Yield: 1 (9-inch) cake

 

  a.. 2 cups all-purpose flour 
  b.. 2 teaspoons baking soda 
  c.. 1/2 teaspoon salt 
  d.. 2 teaspoons ground cinnamon 
  e.. 3 large eggs 
  f.. 2 cups sugar 
  g.. 3/4 cup vegetable oil 
  h.. 3/4 cup buttermilk 
  i.. 2 teaspoons vanilla extract 
  j.. 2 cups grated carrot 
  k.. 1 (8-ounce) can crushed pineapple, drained 
  l.. 1 (3 1/2-ounce) can flaked coconut 
  m.. 1 cup chopped pecans or walnuts 
  n.. Buttermilk Glaze -see below
  o.. Cream Cheese Frosting -see below
Preparation
  1.. Line 3 (9-inch) round cakepans with wax paper; lightly grease and flour 
wax paper. Set pans aside.
  2.. Stir together first 4 ingredients.
  3.. Beat eggs and next 4 ingredients at medium speed with an electric mixer 
until smooth. Add flour mixture, beating at low speed until blended. Fold in 
carrot and next 3 ingredients.
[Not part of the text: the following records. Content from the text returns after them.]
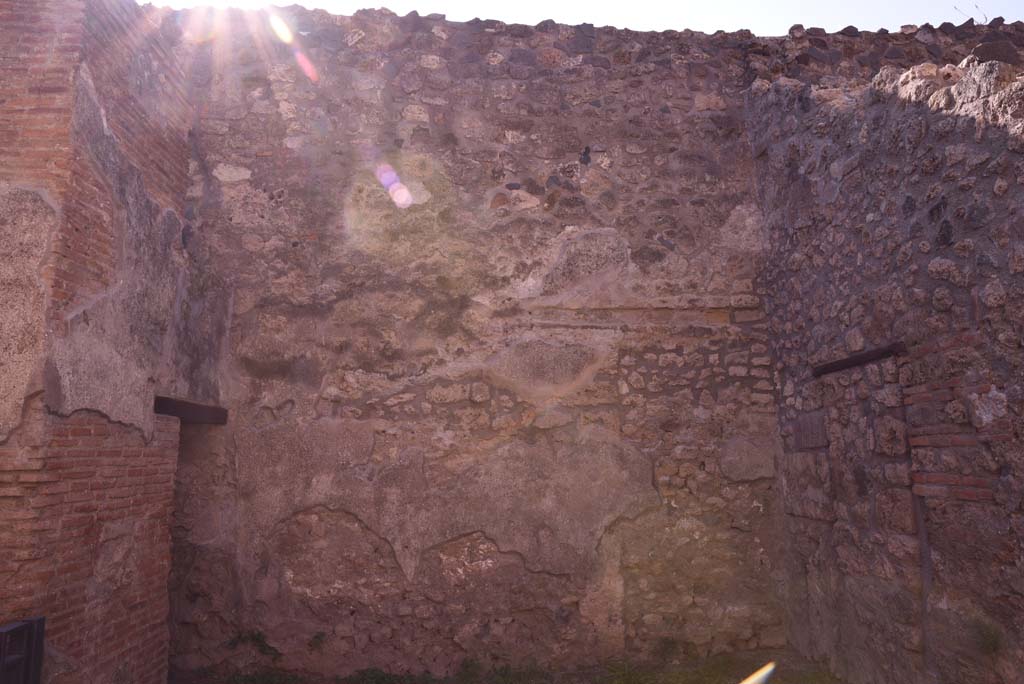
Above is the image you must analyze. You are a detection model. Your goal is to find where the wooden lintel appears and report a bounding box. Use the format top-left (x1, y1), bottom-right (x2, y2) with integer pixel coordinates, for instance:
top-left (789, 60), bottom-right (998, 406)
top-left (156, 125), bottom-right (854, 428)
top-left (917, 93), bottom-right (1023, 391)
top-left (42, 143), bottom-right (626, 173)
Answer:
top-left (811, 342), bottom-right (906, 378)
top-left (153, 396), bottom-right (227, 425)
Pour batter into prepared cakepans.
  4.. Bake at 350° for 25 to 30 minutes or until a wooden pick inserted in 
center comes out clean. Drizzle Buttermilk Glaze evenly over layers; cool in 
pans on wire racks 15 minutes. Remove from pans, and cool completely on wire 
racks. Spread Cream Cheese Frosting between layers and on top and sides of cake.
 

Buttermilk Glaze
 

Yield: 1 1/2 cups

 

  a.. 1 cup sugar 
  b.. 1 1/2 teaspoons baking soda 
  c.. 1/2 cup buttermilk 
  d.. 1/2 cup butter or margarine 
  e.. 1 tablespoon light corn syrup 
  f.. 1 teaspoon vanilla extract 
Preparation
  1.. Bring first 5 ingredients to a boil in a large Dutch oven over 
medium-high heat. Boil, stirring often, 4 minutes. Remove from heat, and stir 
in vanilla.
Cream Cheese Frosting
 

Yield: 4 cups

  a.. 3/4 cup butter or margarine, softened 
  b.. 1 (8-ounce) package cream cheese, softened 
  c.. 1 (3-ounce) package cream cheese, softened 
  d.. 3 cups sifted powdered sugar 
  e.. 1 1/2 teaspoons vanilla extract 
Preparation
  1.. Beat butter and cream cheese at medium speed with an electric mixer until 
creamy. Add powdered sugar and vanilla; beat until smooth.